A chaque tour de jeu, les joueurs ont le choix entre 3 actions :

-acheter des blocs de marbre,

-construire un bâtiment,

-scorer un type de bâtiment ou une ville.

 

Les deux premières actions sont assez simples à comprendre. La troisième revient en fait à inviter le roi à venir admirer une ville ou des bâtiments d’un certain type, pour recevoir une récompense.

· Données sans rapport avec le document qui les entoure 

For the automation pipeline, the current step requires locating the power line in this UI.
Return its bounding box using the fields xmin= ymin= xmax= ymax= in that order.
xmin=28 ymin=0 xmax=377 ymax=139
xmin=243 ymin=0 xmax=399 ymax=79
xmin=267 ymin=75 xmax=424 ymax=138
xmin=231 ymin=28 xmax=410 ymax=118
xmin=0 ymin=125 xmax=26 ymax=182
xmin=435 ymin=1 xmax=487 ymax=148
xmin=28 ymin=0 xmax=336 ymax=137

Si j’ai bâti différents monuments dans la ville de Pisa par exemple, je peux choisir d’évaluer la ville, et de récolter les points qui sont rattachés à celle-ci. Cela me permettra de scorer, et les autres joueurs ne pourront plus faire évaluer Pisa après moi.

Pareil pour les bâtiments. Je peux faire évaluer tous mes palazzi, et empocher les points de victoire et l’argent correspondant. Mais les palazzi que je construirais ensuite ne me rapporteraient plus rien (et cela n’empêche pas mes adversaires de faire évaluer leurs palazzi par la suite).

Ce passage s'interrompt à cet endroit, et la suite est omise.